Postby Samwise » 14 Oct 2014 23:12

This dread was not exactly a dread of physical evil—and yet I should be at a loss how otherwise to define it. I am almost ashamed to own—yes, even in this felon's cell, I am almost ashamed to own—that the terror and horror with which the animal inspired me, had been heightened by one of the merest chimaeras it would be possible to conceive. My wife had called my attention, more than once, to the character of the mark of white hair, of which I have spoken, and which constituted the sole visible difference between the strange beast and the one I had destroyed. The reader will remember that this mark, although large, had been originally very indefinite; but, by slow degrees—degrees nearly imperceptible, and which for a long time my Reason struggled to reject as fanciful—it had, at length, assumed a rigorous distinctness of outline. It was now the representation of an object that I shudder to name—and for this, above all, I loathed, and dreaded, and would have rid myself of the monster had I dared—it was now, I say, the image of a hideous—of a ghastly thing—of the GALLOWS!—oh, mournful and terrible engine of Horror and of Crime—of Agony and of Death!

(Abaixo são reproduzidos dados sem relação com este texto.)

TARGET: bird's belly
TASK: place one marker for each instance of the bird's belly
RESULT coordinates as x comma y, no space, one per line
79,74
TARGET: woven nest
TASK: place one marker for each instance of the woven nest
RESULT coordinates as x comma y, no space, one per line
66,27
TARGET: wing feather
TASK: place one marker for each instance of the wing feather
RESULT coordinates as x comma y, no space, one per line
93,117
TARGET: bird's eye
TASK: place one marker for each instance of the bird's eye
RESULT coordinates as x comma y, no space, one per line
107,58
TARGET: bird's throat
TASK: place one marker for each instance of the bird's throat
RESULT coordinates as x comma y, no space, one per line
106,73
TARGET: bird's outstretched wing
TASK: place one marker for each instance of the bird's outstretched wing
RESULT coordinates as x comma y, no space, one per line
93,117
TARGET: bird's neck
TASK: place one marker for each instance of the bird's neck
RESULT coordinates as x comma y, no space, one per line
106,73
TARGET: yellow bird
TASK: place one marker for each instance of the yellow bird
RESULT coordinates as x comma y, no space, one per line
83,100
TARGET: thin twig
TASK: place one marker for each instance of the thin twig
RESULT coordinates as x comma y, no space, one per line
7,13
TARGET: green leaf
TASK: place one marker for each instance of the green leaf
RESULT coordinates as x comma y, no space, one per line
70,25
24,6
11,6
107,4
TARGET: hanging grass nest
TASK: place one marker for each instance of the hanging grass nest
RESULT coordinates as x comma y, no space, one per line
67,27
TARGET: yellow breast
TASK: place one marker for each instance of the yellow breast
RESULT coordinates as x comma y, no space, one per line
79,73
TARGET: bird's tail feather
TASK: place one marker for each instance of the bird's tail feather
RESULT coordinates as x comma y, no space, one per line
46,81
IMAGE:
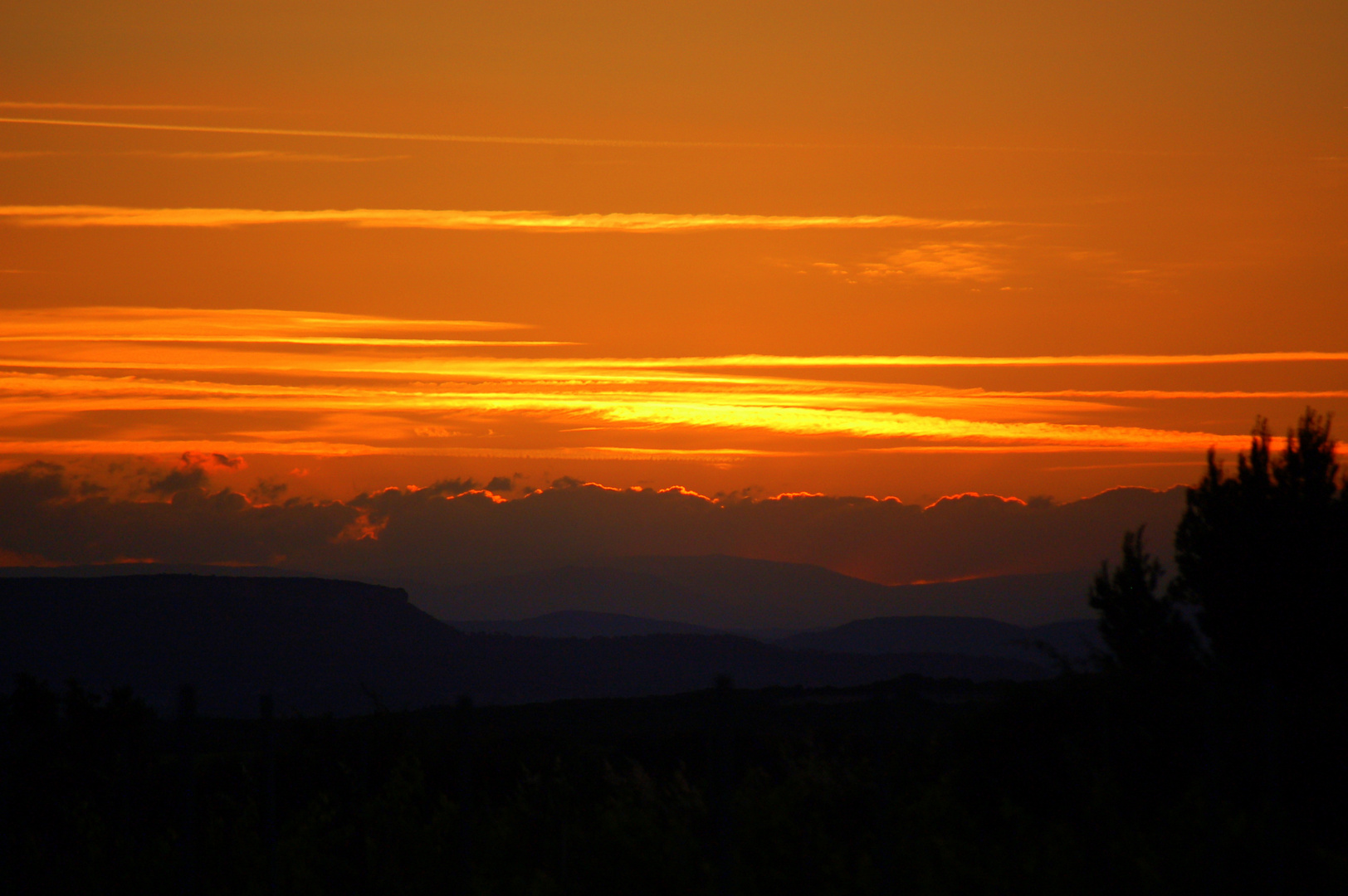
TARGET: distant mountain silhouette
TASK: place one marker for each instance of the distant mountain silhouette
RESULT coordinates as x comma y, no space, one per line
344,647
725,593
736,593
952,635
585,624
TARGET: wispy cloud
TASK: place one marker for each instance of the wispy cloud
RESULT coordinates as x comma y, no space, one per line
224,379
422,138
116,107
77,216
92,325
261,155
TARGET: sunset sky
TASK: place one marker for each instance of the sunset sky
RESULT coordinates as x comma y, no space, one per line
909,250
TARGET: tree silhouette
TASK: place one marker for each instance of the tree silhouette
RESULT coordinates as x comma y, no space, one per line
1145,632
1263,557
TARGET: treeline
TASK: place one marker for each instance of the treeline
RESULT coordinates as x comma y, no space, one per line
1204,753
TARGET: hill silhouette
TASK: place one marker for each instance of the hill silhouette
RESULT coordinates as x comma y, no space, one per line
344,647
585,624
961,636
738,593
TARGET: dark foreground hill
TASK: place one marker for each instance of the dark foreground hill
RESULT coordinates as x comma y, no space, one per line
330,645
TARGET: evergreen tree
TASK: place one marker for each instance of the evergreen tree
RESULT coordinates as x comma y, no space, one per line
1145,632
1263,557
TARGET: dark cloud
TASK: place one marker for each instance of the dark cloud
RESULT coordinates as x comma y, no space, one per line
181,480
445,528
267,490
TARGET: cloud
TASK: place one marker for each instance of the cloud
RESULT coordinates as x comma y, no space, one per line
261,155
239,382
937,261
116,107
374,135
441,530
100,324
81,216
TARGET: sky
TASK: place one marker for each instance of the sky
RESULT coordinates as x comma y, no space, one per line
310,251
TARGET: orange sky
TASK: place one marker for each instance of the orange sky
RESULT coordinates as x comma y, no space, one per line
867,248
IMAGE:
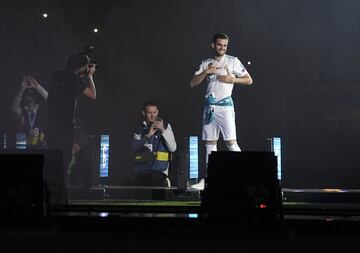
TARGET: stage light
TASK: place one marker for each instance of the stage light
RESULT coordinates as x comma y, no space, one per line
104,155
193,157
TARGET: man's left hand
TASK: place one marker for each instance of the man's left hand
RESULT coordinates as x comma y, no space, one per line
228,78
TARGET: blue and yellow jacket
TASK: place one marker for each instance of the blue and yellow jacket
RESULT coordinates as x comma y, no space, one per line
153,153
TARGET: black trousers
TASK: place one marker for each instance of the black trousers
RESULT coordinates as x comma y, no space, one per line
150,178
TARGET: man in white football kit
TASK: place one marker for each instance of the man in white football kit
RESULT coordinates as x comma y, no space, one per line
221,73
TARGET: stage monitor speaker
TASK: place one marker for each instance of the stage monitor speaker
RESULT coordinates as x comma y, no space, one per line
242,188
32,183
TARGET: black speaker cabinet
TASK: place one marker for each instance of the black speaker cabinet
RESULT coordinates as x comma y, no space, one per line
242,187
32,181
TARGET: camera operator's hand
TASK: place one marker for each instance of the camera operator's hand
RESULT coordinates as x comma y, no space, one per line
159,124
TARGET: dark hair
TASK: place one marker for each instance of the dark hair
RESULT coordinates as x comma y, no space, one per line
30,94
220,36
76,61
149,103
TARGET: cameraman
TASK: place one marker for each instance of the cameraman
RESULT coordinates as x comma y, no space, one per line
65,86
153,143
27,107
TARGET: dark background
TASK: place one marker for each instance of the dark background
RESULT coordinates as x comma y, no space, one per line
304,61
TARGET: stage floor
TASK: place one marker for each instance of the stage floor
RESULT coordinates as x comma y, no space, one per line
125,201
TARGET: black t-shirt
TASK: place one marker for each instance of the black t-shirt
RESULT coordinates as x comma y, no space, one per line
64,89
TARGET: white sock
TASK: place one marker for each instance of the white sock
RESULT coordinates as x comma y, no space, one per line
233,147
209,148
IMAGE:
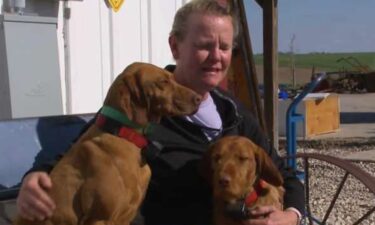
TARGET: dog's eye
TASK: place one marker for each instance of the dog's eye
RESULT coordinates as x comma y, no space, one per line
162,83
243,158
216,158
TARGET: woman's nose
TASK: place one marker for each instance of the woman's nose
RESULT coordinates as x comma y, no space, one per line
214,54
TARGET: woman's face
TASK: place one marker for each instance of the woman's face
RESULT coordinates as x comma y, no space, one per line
204,54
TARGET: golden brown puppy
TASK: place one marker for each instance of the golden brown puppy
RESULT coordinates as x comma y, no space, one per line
103,178
243,176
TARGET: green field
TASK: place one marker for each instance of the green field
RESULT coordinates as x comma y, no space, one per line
327,61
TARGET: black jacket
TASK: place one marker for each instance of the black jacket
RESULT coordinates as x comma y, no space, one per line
177,193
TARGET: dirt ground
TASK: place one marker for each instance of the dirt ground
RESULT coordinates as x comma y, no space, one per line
302,76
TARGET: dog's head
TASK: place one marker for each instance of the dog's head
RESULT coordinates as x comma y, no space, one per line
145,92
236,163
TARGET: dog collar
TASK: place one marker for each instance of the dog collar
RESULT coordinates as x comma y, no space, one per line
112,121
253,196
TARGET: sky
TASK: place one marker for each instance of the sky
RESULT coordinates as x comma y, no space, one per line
318,25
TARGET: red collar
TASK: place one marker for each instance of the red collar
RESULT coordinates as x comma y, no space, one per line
108,125
253,196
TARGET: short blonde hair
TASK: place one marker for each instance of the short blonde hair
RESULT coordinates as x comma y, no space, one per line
201,6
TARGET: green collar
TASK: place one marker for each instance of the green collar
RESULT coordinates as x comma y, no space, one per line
124,120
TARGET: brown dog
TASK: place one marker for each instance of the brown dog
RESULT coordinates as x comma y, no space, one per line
243,176
103,178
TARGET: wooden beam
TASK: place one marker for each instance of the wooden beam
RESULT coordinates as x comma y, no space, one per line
270,69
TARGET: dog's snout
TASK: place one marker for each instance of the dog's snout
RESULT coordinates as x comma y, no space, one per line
197,99
224,181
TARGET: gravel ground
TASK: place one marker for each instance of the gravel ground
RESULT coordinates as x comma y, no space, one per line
355,200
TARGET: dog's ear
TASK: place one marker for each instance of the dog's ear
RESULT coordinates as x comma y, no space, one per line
132,83
267,169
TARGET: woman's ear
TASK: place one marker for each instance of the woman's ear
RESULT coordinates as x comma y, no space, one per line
173,46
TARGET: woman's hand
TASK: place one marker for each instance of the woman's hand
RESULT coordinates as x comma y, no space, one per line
269,215
33,201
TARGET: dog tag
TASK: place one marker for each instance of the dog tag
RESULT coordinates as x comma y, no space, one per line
116,4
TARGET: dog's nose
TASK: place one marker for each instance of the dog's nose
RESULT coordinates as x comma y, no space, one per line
224,181
197,99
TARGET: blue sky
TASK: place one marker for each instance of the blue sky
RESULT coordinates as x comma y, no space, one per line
319,25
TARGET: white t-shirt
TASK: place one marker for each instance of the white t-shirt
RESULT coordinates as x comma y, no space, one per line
207,117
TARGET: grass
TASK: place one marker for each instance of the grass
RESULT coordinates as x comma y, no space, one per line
327,61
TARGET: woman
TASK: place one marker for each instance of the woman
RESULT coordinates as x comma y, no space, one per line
201,43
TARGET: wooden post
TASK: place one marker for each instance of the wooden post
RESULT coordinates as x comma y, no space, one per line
270,51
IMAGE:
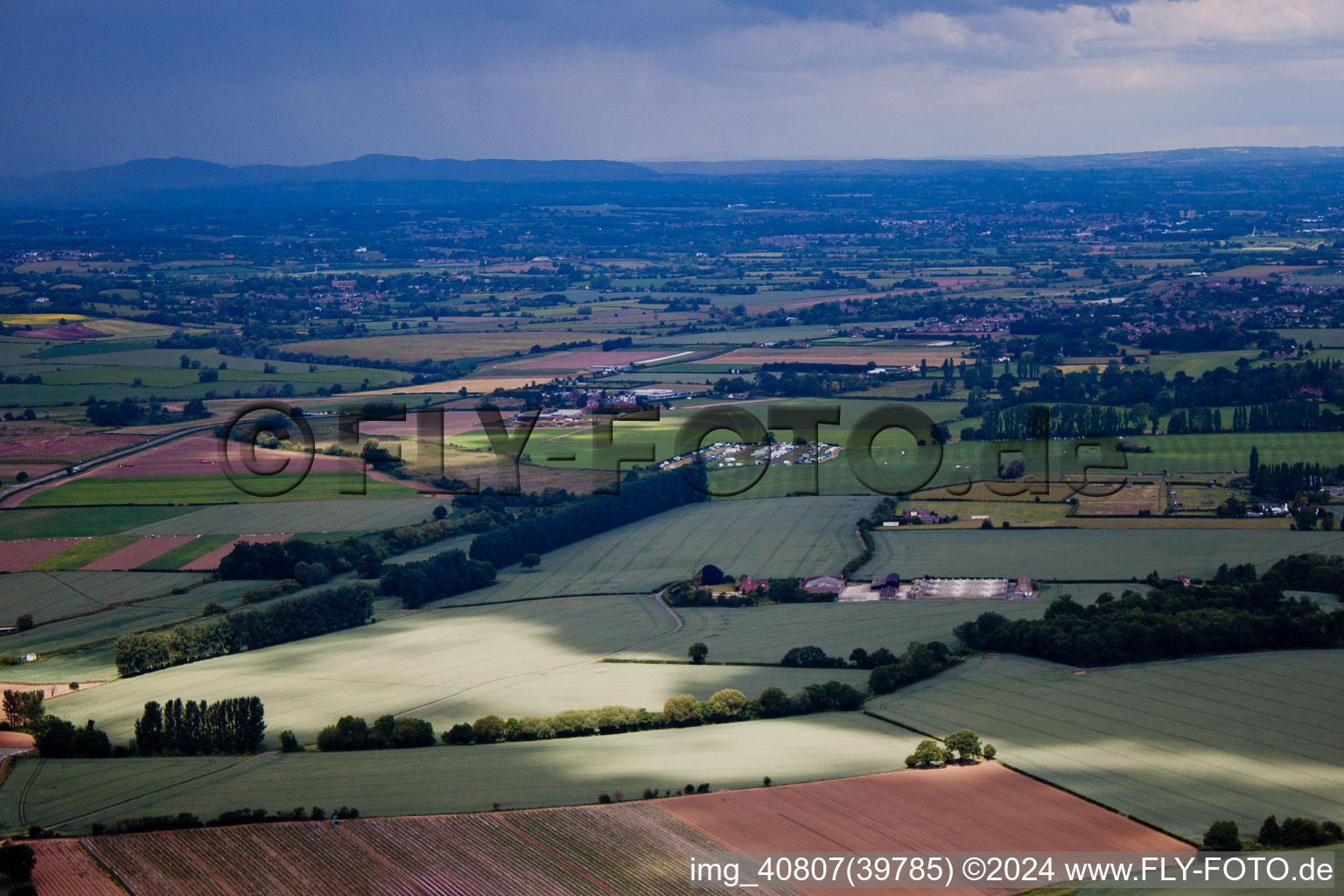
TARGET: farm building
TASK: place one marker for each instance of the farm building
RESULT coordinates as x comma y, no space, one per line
746,584
822,584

Vampire wrote:Este pavor não era exactamente um pavor do mal físico, no entanto, não saberia como defini-lo de outra forma. Quase tenho vergonha de reconhecer, sim, mesmo nesta cela de criminoso, quase tenho vergonha de reconhecer que o terror e o horror que o animal me inspirava, haviam aumentado graças a uma das mais simples quimeras que seria possível conceber. Por mais de uma vez, a minha mulher chamara-me a atenção para a natureza da mancha de pêlo branco de que falei, que constituía a única diferença visível entre o estranho animal e aquele que eu havia matado. O leitor recordar-se-á que esta mancha, embora grande, fora originalmente bastante indefinida; mas, de forma gradual, gradual ao ponto de ser quase imperceptível, e apesar de, por muito tempo, a minha Razão se ter debatido por rejeitar como fantasiosa, acabou por assumir uma rigorosa distinção de contorno. Era agora a representação de um objecto que tremo ao nomear, e por isto, acima de tudo, abominava e temia o monstro, e ter-me-ia livrado dele se tivesse ousado. Era agora, digo, a imagem de uma coisa hedionda, de uma coisa pavorosa dos PATÍBULOS! Oh, terrível e fúnebre motor de Horror e de Crime, de Agonia e de Morte!


Uma alternativa, que também necessita de ser trabalhada.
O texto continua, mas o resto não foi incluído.